Single by Jay-Z and T.I. featuring Kanye West and Lil Wayne

from the album Paper Trail
- Released: September 6, 2008
- Recorded: 2008
- Studio: Record Plant (Hollywood, California)
- Genre: Hip hop
- Length: 5:27 (album version) 4:14 (single version)
- Label: Roc-A-Fella; Def Jam;
- Songwriters: Clifford Harris; Kanye West; Shawn Carter; Dwayne Carter Jr.; Mathangi Arulpragasam; Topper Headon; Mick Jones; Joe Strummer; Wesley Pentz; Paul Simonon;
- Producers: Kanye West; Mike Caren;

T.I. singles chronology
| "Wish You Would" (2008) | "Swagga Like Us" (2008) | "Hi Hater (Remix)" (2008) |

Kanye West singles chronology
| "Put On" (2008) | "Swagga like Us" (2008) | "Stay Up! (Viagra)" (2008) |

Jay-Z singles chronology
| "Mr.
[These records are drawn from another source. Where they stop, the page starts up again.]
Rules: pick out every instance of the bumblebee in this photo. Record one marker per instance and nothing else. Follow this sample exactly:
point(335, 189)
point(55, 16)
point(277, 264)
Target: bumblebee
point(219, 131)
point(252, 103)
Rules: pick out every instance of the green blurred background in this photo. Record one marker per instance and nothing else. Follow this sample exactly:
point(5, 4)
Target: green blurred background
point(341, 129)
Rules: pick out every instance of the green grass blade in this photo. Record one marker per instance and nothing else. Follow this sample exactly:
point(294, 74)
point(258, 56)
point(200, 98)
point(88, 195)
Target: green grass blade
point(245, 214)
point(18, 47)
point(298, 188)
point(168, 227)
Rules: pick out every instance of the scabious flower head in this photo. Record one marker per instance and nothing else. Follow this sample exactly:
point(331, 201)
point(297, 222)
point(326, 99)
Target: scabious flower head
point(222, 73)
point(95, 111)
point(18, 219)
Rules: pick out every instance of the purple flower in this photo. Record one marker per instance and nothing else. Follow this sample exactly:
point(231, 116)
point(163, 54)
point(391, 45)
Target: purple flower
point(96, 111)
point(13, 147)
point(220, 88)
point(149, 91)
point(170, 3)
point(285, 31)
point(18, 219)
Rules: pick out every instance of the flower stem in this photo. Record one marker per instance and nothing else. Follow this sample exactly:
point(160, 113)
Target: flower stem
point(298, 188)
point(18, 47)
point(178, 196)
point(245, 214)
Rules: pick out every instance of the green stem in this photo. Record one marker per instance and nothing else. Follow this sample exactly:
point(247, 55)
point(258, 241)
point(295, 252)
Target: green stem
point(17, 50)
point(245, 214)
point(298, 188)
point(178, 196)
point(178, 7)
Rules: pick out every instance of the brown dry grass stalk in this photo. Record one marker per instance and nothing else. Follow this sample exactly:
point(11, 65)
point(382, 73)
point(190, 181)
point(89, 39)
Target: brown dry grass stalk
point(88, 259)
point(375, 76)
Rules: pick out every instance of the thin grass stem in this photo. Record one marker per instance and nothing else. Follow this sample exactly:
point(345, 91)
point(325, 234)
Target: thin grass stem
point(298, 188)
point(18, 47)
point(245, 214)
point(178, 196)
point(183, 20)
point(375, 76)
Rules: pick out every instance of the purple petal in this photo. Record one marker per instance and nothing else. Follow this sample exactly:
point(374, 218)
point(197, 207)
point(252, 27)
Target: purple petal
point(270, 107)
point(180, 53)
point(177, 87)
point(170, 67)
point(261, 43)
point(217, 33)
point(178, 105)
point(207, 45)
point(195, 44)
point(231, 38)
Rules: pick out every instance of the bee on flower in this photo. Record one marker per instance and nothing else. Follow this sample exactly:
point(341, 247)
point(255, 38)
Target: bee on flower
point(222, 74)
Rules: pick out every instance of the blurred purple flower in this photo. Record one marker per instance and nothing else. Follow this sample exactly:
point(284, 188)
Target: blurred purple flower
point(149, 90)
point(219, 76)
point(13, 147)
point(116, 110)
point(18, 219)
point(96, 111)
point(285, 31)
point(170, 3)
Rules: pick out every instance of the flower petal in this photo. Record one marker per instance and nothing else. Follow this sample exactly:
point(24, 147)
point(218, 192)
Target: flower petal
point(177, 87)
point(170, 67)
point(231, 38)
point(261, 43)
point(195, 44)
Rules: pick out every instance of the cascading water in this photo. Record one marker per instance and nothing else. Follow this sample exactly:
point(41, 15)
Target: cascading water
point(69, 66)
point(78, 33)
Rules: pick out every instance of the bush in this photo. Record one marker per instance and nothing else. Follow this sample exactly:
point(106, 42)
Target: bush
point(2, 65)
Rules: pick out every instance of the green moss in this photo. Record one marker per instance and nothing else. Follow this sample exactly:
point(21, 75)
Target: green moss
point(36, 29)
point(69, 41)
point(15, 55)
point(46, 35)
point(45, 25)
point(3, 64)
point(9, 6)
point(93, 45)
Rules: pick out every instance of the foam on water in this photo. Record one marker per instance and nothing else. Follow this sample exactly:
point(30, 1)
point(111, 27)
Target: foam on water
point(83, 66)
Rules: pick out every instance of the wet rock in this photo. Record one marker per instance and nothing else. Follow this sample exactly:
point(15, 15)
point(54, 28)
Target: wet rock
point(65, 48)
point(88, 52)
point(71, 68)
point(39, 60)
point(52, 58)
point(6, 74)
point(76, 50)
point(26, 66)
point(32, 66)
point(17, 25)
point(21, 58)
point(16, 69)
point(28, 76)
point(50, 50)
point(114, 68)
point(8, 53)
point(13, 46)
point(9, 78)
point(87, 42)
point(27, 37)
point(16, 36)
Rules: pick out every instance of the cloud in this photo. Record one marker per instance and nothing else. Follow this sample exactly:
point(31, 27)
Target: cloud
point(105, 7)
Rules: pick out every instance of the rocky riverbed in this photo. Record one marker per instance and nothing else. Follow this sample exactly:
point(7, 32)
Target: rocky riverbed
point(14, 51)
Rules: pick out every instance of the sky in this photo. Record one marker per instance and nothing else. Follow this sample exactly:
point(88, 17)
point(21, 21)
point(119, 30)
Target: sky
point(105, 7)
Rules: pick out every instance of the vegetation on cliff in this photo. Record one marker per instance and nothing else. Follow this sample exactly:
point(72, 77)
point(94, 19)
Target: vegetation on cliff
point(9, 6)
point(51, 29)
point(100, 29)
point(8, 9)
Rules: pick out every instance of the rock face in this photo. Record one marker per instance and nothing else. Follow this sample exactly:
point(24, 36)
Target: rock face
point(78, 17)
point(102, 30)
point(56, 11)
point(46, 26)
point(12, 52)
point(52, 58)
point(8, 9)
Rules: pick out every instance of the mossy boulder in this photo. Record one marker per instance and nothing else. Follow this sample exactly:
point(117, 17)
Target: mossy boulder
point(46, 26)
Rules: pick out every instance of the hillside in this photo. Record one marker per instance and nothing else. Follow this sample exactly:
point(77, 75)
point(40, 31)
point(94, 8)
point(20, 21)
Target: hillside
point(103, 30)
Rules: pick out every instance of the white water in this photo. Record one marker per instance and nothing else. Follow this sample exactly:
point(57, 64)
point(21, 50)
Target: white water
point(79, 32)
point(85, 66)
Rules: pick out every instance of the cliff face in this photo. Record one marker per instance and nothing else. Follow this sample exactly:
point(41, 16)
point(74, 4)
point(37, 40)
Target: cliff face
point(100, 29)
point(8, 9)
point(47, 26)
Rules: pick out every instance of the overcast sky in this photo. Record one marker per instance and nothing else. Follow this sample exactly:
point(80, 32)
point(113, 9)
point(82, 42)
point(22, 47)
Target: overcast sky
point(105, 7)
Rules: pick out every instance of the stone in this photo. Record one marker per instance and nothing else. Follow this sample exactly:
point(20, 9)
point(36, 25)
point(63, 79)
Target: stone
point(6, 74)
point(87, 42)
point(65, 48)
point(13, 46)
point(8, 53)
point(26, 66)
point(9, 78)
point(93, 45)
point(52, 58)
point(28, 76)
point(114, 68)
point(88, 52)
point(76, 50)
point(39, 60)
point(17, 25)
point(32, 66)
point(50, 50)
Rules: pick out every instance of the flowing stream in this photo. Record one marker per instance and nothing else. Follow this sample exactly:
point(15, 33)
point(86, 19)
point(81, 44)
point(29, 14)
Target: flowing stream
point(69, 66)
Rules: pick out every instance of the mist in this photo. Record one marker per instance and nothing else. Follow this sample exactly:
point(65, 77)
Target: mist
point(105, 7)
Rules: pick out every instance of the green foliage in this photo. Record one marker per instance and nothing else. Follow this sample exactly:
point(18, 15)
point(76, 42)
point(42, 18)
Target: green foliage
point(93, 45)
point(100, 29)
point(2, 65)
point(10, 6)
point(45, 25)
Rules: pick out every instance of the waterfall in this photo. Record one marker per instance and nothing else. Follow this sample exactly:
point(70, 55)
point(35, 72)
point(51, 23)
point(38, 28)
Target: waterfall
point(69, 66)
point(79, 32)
Carter" (2008) | "Swagga like Us" (2008) | "Jockin' Jay-Z (Dopeboy Fresh)" (2008) |

Lil Wayne singles chronology
| "Official Girl" (2008) | "Swagga like Us" (2008) | "Mrs. Officer" (2008) |

Audio
- "Swagga Like Us" on YouTube

= Swagga Like Us =

2008 single by Jay-Z and T.I. featuring Kanye West and Lil Wayne

"Swagga Like Us" is a song by American rappers Jay-Z, T.I., Kanye West, and Lil Wayne, released on September 6, 2008, in the United States as the fifth single from T.I.'s sixth album Paper Trail (2008). The track was also initially slated for inclusion on Jay-Z's eleventh album The Blueprint 3 (2009), however it ultimately failed to make the final track listing. The song was produced by West, constructed primarily around a vocal sample of "Paper Planes" by British musician M.I.A.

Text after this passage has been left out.